Star Trek Discovery met en scène le premier couple ouvertement gay de la franchise. Est-ce que cela aurait pu être fait sur un réseau traditionnel ?
Oui, tout à fait. Etant moi-même gay, il était important à mes yeux que ce couple soit avant tout un vrai couple. Ce qui m'a intéressé à propos de ces personnages, c'est qu'ils ont fait le choix d'allier vie personnelle et vie professionnelle, ce qui est selon moi beaucoup plus intéressant que de les définir simplement par leur sexualité. En quoi leur travail impacte leur relation ? C'est l'un des principaux enjeux de leur histoire. Les choix entrepris par le lieutenant Stamets vont entraîner son partenaire dans des conflits moraux de grande importance. En temps de guerre, comment réagir quand votre partenaire est la clé de la victoire ? Et quel en sera le prix à payer ? Leur sexualité est effectivement une part importante de leur identité, mais les moments qui m'ont le plus tenu à coeur sont ceux qui les montrent comme un simple couple, par exemple en se brossant les dents le soir avant d'aller au lit.
Pourquoi selon vous il a fallu attendre si longtemps pour voir un couple LGBT de la sorte dans Star Trek ?
Honnêtement je n'en sais rien, je n'ai pas la réponse à cette question. Parfois on imagine un couple gay et si parmi les acteurs que nous audtionnons aucun ne convient, alors on décide de modifier l'un des personnages pour en faire un couple hétéro. Il était très important à nos yeux que ce couple soit incarné par des comédiens ouvertement homosexuels. Ce qui n'est pas facile à trouver… Il nous a fallu un certain temps pour trouver Anthony Rapp et Wilson Cruz. A l'époque où la diffusion d'Enterprise s'est achevée (ndlr : en 2005), je pense qu'il y avait encore beaucoup d'acteurs qui n'auraient pas voulu incarner de personnage gay. Ce qui est assez étonnant, car on pourrait penser d'une série comme Star Trek qu'elle aurait déjà brisé ce tabou par le passé. Pour moi, il ne s'agissait pas de quelque chose que l'on s'obligeait à faire mais au contraire il paraissait normal de le faire, et je suis très fier que Wilson et Anthony, deux acteurs ayant fait leur coming-out, aient accepté de jouer ces rôles pour nous. Il aurait sûrement été plus simple de trouver un acteur hétéro pour jouer le rôle d'un homme gay.

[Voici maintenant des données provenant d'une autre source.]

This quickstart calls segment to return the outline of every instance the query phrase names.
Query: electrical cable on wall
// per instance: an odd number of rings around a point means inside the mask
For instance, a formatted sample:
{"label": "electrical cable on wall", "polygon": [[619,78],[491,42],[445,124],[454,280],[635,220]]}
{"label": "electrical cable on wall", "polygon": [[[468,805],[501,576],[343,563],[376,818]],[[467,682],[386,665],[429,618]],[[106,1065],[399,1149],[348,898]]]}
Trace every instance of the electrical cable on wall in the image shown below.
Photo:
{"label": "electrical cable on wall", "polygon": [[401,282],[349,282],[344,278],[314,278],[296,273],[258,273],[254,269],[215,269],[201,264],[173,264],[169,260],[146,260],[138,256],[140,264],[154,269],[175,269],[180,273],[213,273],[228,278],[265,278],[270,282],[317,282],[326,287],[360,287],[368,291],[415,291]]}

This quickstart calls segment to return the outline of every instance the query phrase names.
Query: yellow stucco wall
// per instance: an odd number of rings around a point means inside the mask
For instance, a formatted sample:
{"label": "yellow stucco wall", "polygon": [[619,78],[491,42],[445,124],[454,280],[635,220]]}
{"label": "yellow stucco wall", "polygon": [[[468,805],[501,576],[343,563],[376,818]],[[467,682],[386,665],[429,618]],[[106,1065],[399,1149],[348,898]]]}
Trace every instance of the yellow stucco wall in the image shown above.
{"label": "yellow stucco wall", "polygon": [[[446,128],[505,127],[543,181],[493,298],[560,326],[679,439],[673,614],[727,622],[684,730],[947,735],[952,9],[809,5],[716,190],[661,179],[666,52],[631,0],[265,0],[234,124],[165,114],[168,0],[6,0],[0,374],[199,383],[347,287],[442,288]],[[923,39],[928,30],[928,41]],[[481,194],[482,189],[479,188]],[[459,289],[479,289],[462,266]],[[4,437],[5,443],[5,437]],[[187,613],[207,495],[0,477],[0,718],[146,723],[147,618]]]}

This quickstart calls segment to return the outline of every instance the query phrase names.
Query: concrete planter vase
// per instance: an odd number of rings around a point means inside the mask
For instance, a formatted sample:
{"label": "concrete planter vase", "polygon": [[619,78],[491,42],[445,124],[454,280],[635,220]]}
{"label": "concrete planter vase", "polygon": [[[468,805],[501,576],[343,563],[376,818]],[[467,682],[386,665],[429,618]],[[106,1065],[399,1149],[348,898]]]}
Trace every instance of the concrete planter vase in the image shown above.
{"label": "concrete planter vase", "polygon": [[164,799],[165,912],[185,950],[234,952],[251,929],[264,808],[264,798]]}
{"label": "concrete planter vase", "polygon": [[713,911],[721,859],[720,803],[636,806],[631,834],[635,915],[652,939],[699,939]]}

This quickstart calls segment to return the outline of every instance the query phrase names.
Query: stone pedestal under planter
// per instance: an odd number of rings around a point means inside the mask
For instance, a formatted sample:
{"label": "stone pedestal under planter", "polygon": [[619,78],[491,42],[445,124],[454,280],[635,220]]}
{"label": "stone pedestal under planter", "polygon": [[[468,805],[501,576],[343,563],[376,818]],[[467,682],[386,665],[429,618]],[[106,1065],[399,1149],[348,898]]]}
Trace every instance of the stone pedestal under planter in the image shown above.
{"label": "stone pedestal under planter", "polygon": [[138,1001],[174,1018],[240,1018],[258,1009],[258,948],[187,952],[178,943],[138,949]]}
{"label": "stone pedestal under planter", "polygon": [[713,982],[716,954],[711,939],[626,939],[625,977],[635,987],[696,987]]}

Pourquoi Michael Burnham s'appelle Michael alors qu'il s'agit d'une femme ?
Je m'attendais à cette question ! (rires) Nous avons travaillé avec Bryan Fuller sur de nombreuses séries, et à chaque fois, nous y croisions des personnages féminins qui avaient des noms habituellement réservés aux hommes. Quand nous avons commencé l'écriture de la série, nous avons immédiatement décidé de donner à l'héroïne un nom masculin. Nous avions retenu plusieurs options et j'ai suggéré Michael car je me suis souvenu que dans le Chicago Sun Times, une journaliste signait ses articles sous le nom de Michael Sneed. Et il y a aussi la bassiste du groupe The Bangles qui s'appelait Michael Steele. J'ai toujours pensé que le prénom Michael était vraiment cool. Nous avons donc soumis l'idée à Bryan et il a réfléchi un certain temps avant de valider notre choix. Mais je pense que c'est un nom vraiment cool, et qui sait si nous ne verrons pas dans le futur davantage de femmes s'appelant Michael ?
En quoi Star Trek Discovery est-elle connectée à la série originale ? Et à quel genre de références et clins d'oeil pouvons-nous nous attendre ?
Notre producteur Akiva Goldsman voulait un Tribble (ndlr : petite créature poilue et mignonne se reproduisant à une vitesse incontrôlable). Il m'a dit un jour "il nous faut un Tribble", donc j'ai fait en sorte de répondre à sa demande. La présence de Harry Mudd a été un choix qui a divisé. A l'origine, nous avons rencontré Rainn Wilson pour discuter avec lui d'un autre rôle, et il était alors question d'un personnage nécessitant un long travail de maquillage. Rainn est un énorme fan de Star Trek, et à la base il voulait juste nous rencontrer par curiosité. A l'issue de cet entretien, nous nous étions promis de nous recontacter, et c'est en repensant aux clins d'oeil que nous pourrions glisser dans la série que quelqu'un a fini par dire "il faut que Harry Mudd fasse une apparition dans le show". Et nous avons alors réalisé que Rainn serait l'acteur parfait pour l'incarner. Les deux épisodes auxquels il a participé ont été très amusants à faire, parce que nous faisons allusion à beaucoup d'épisodes de la vie de Harry Mudd, et évidemment il y aura des références pour les fans. C'est toujours sympa de pouvoir en glisser une ou deux.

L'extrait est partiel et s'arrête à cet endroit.